Isaac Asimov solved the same communication problem with the hyper-wave relay in the Foundation series. Larry Niven later used the same term for the plot device used within his Known Space series of novels and short stories, notably in the Ringworld and associated Fleet of Worlds series.
In Ivan Yefremov's 1957 novel Andromeda, a device for instant transfer of information and matter is made real by using "bipolar mathematics" to explore use of anti-gravitational shadow vectors through a zero field and the antispace, which enables them to make contact with the planet of Epsilon Tucanae.
Le Guin's ansible was said to communicate "instantaneously", but other authors have adopted the name for devices capable only of finite-speed communication, although still faster than light.
The subspace radio, best known today from Star Trek and named for the method used in the series for achieving faster-than-light travel, was the most commonly used name for such a faster-than-light communicator in the science fiction of the 1930s to the 1950s.
In all the Stargate television series, characters are able to communicate instantaneously over long distances by transferring their consciousness into another person or being anywhere in the universe using "Ancient communication stones". It is not known how these stones operate, but the technology explained in the show usually revolves around wormholes for instant teleportation, faster-than-light, space-warping travel, and sometimes around quantum multiverses.
Jonathan Rosenberg, author/artist of the humorous science fiction webcomic Scenes from a Multiverse, references an ansible powered by a quantum-entangled ferret in one of the comics.

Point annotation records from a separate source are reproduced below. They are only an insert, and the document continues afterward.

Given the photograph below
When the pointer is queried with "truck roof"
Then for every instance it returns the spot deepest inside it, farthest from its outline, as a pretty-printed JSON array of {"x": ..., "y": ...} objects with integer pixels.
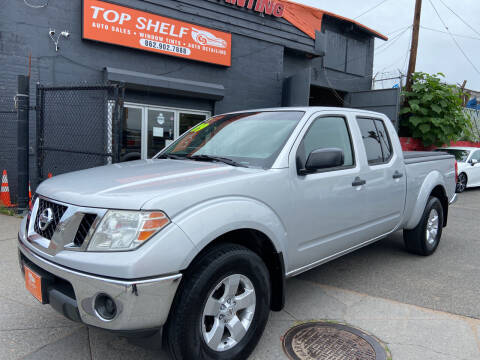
[{"x": 312, "y": 109}]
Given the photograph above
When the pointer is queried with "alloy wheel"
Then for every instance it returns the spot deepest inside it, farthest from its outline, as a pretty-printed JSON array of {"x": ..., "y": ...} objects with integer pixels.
[{"x": 228, "y": 312}]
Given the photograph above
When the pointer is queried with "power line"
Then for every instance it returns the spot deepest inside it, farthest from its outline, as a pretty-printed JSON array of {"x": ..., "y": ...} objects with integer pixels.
[
  {"x": 454, "y": 39},
  {"x": 457, "y": 35},
  {"x": 371, "y": 9},
  {"x": 461, "y": 19}
]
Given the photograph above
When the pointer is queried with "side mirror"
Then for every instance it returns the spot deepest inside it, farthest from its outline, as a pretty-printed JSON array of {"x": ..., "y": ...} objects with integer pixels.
[{"x": 323, "y": 159}]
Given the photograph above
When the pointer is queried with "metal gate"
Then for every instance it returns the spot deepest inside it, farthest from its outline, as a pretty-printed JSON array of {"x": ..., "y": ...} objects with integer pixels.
[
  {"x": 78, "y": 127},
  {"x": 8, "y": 143}
]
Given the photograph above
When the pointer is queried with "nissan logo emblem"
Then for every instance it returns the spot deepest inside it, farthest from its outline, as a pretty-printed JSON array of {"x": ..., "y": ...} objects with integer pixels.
[{"x": 45, "y": 219}]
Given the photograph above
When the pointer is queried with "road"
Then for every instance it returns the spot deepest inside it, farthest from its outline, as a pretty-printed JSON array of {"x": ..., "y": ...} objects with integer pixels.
[{"x": 447, "y": 281}]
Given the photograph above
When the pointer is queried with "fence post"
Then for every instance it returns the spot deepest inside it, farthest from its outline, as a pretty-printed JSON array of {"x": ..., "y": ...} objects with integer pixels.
[{"x": 23, "y": 108}]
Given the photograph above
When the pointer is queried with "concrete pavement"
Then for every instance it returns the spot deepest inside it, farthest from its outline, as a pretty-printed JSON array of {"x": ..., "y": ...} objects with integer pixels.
[{"x": 29, "y": 330}]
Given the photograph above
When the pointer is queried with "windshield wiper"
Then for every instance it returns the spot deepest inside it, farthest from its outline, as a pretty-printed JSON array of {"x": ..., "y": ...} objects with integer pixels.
[
  {"x": 217, "y": 158},
  {"x": 171, "y": 156}
]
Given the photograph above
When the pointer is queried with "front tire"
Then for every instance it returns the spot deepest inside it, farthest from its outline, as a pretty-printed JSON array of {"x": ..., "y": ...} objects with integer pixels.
[
  {"x": 425, "y": 237},
  {"x": 461, "y": 183},
  {"x": 222, "y": 306}
]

In Avatar continuity, superluminal communication via a subtle control over the state of entangled particles is possible, but for practical purposes extremely slow and expensive: at a transmission rate of three bits of information per hour and a cost of $7,500 per bit, it is used for only the highest priority messages.

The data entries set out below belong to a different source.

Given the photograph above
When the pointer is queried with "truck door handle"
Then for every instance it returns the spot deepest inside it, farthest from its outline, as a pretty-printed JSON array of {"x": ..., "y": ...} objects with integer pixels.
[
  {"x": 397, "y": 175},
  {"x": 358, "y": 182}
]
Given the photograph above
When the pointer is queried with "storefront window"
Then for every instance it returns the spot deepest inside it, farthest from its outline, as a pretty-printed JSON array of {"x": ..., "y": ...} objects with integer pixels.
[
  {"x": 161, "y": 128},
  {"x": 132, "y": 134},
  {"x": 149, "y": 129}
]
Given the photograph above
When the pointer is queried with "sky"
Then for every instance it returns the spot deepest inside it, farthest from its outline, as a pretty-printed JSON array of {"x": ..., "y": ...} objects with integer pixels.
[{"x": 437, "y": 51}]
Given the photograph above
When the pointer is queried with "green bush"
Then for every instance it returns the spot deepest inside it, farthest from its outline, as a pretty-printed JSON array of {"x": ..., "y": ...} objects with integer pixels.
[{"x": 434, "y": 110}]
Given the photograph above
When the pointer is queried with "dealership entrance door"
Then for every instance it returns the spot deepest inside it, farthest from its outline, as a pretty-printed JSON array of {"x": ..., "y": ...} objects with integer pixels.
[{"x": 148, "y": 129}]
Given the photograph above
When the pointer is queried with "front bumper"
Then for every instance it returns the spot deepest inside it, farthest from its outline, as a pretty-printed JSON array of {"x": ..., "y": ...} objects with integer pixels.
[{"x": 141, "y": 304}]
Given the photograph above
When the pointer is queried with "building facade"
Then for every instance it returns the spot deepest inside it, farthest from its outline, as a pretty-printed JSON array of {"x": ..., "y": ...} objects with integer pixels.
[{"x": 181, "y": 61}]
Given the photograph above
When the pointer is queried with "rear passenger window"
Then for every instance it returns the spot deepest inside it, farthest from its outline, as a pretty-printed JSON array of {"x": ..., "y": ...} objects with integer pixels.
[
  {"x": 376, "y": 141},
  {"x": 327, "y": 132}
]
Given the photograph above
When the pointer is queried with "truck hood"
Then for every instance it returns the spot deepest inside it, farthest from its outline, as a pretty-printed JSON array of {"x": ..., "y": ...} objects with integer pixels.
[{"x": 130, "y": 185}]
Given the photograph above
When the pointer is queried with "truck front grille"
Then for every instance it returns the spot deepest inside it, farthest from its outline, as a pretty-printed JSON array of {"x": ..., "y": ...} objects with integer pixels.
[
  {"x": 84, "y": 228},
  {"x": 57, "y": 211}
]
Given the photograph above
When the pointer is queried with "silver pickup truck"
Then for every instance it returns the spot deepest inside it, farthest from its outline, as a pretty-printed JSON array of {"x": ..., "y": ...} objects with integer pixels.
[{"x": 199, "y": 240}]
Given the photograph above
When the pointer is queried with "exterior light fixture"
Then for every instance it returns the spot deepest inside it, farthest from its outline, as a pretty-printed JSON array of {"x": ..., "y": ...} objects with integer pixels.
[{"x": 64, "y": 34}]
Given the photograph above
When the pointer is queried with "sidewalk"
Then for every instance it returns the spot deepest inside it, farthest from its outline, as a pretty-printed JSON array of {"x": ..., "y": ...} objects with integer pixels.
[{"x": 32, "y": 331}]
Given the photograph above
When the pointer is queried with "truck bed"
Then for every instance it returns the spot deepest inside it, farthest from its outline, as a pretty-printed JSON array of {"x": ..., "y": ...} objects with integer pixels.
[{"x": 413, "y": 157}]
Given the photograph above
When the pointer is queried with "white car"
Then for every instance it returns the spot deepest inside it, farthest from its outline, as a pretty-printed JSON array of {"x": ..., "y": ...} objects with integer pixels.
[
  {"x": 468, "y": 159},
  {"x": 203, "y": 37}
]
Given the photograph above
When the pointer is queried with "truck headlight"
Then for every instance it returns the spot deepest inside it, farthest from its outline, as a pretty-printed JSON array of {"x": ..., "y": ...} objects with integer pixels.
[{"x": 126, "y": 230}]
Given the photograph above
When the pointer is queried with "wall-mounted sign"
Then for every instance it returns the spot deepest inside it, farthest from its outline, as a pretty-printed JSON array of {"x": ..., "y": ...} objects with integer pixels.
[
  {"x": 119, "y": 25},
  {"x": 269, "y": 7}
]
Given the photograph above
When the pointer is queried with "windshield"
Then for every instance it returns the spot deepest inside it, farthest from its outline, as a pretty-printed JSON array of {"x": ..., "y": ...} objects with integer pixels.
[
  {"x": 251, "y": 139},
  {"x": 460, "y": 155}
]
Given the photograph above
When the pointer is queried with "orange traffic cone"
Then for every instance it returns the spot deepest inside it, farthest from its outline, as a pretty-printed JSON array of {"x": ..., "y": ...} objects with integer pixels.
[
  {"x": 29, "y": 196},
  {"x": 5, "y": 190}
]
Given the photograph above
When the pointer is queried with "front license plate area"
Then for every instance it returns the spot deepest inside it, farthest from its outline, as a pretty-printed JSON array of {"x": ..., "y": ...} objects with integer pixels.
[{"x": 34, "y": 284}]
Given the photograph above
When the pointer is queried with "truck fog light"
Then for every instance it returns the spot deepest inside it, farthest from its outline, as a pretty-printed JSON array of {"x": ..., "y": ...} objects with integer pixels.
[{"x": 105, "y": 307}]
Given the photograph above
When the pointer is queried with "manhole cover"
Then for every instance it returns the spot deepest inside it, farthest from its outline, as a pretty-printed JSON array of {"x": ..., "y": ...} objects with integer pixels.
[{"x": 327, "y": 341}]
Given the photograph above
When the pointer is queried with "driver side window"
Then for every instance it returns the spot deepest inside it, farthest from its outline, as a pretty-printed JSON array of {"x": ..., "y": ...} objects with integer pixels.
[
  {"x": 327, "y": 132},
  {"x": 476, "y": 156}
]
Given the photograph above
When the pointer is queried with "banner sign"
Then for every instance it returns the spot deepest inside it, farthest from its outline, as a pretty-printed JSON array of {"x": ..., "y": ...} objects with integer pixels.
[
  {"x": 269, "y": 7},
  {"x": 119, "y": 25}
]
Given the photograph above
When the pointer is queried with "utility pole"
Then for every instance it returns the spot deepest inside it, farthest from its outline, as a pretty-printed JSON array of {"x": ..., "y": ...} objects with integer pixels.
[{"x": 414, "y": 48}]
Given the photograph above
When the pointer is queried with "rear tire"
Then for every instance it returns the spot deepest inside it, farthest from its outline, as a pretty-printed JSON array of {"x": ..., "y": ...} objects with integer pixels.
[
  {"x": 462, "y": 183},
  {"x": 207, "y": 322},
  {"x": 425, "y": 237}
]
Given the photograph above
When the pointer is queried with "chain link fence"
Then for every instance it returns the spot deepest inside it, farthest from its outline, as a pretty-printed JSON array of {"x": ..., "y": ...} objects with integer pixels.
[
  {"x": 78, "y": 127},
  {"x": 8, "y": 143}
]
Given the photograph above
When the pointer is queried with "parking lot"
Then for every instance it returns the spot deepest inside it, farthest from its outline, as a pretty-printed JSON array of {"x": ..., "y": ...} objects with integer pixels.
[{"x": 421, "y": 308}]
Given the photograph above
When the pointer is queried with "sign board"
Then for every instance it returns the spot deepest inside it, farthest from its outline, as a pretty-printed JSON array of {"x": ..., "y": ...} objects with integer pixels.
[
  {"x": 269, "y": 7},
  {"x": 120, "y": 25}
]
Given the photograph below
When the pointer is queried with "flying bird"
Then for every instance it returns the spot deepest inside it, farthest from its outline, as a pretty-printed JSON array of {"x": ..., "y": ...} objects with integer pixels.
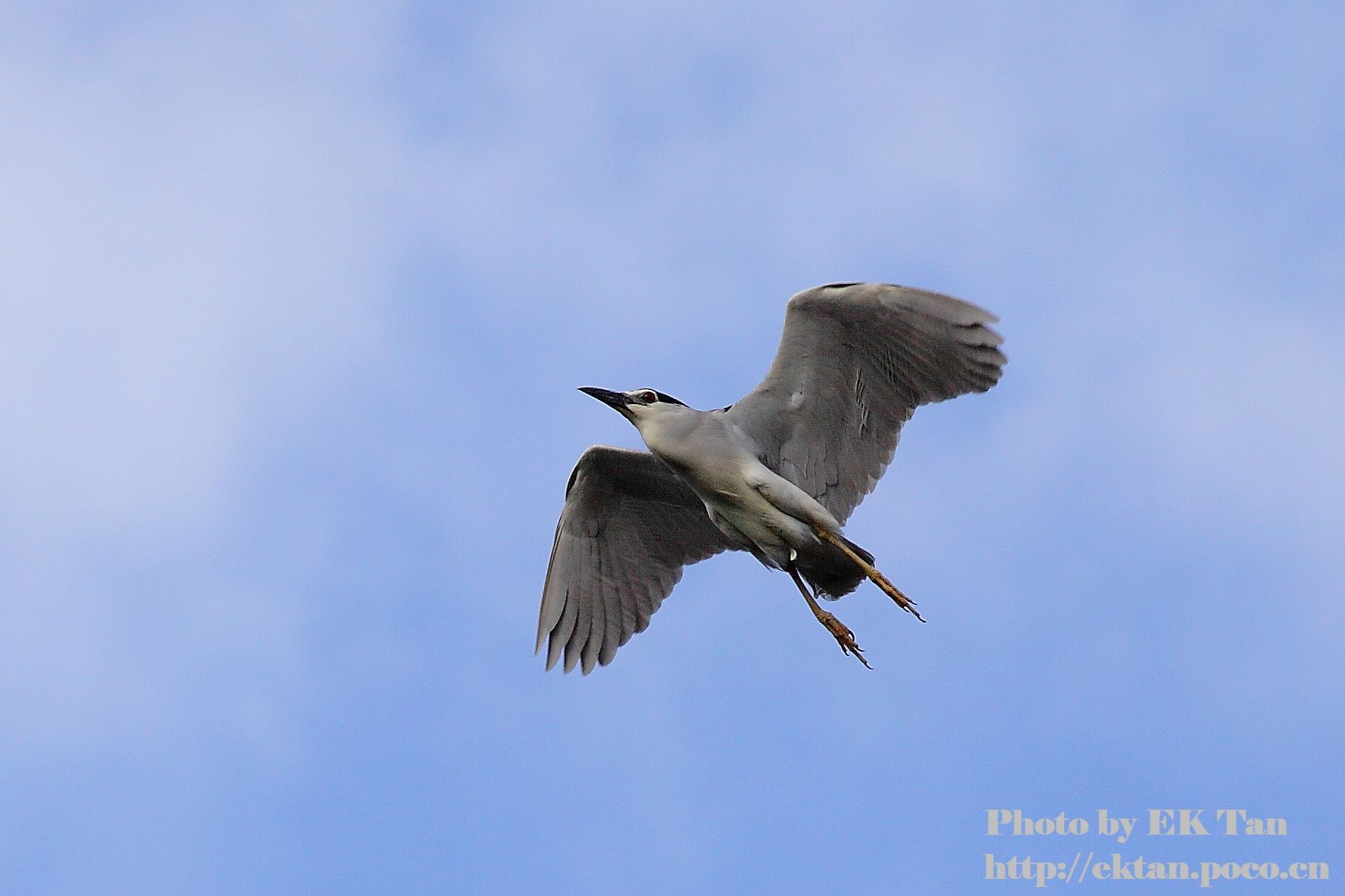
[{"x": 777, "y": 474}]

In the Doctor Who episode Nightmare in Silver a character references a broken ansible communicator.
In Le Guin's work
In The Word for World Is Forest, Le Guin explains that in order for communication to work with any pair of ansibles, at least one "must be on a large-mass body, the other can be anywhere in the cosmos."
In The Left Hand of Darkness, the ansible
doesn't involve radio waves, or any form of energy. The principle it works on, the constant of simultaneity, is analogous in some ways to gravity ... One point has to be fixed, on a planet of certain mass, but the other end is portable.

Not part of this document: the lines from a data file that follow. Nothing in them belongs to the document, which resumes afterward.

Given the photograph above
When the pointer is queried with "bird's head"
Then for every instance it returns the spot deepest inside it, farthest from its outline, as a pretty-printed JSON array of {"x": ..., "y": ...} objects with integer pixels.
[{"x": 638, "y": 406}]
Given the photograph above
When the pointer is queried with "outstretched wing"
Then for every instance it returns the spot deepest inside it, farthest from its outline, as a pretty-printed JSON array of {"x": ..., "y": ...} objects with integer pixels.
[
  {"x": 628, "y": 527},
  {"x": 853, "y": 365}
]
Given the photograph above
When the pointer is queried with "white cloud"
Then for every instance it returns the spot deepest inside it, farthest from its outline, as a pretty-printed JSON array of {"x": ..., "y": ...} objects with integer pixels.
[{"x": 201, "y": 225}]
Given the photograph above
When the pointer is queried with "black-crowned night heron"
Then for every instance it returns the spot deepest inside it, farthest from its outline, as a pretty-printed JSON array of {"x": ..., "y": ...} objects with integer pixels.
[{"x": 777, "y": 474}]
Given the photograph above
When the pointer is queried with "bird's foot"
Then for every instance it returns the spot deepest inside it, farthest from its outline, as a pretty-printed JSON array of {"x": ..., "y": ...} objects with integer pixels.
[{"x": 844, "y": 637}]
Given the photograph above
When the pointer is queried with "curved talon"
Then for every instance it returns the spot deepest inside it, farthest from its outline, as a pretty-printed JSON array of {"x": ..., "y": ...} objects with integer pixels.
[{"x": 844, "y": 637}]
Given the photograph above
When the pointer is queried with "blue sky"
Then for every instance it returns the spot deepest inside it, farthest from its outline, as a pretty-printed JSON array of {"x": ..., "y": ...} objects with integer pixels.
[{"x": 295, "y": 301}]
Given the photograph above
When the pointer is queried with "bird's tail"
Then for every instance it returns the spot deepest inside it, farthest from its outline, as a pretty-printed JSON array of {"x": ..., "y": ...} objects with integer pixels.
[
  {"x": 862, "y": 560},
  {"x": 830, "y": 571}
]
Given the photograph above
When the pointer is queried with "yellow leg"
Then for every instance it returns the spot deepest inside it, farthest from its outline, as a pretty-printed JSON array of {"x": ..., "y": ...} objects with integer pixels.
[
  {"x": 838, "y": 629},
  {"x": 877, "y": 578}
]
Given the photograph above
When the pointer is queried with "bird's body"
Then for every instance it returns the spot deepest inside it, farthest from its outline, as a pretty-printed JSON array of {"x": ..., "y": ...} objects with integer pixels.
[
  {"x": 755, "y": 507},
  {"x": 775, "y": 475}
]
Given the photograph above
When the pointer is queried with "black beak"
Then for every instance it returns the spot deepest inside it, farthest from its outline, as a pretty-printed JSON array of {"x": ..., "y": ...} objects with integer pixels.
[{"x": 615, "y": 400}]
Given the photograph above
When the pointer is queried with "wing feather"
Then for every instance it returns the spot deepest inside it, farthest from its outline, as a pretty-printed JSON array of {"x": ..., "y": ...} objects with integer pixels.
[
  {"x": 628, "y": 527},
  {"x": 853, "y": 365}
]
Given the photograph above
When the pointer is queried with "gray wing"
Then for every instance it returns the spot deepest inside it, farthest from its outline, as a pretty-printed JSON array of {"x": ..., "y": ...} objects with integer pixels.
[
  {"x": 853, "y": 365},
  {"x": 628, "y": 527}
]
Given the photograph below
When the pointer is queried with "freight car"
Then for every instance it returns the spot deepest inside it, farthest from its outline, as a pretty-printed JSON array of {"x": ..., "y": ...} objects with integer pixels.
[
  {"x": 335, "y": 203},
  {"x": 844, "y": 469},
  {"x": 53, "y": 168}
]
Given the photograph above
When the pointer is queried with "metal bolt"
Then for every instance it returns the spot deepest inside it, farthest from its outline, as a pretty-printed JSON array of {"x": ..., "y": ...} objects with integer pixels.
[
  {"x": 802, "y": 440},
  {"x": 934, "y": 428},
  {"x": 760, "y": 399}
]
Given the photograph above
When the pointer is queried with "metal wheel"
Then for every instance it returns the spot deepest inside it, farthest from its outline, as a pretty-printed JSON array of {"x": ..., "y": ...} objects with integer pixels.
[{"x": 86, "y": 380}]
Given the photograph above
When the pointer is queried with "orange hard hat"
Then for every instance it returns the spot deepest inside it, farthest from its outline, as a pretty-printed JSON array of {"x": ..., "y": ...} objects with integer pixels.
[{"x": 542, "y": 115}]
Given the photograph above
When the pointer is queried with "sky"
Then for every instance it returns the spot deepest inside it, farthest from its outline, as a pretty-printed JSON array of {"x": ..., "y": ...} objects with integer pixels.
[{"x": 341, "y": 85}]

Unlike McCaffrey's black crystal transceivers, Le Guin's ansibles are not mated pairs: it is possible for an ansible's coordinates to be set to any known location of a receiving ansible. Moreover, the ansibles Le Guin uses in her stories apparently have a very limited bandwidth which only allows for at most a few hundred characters of text to be communicated in any transaction of a dialog session. Instead of a microphone and speaker, Le Guin's ansibles are attached to a keyboard and small display to perform text messaging.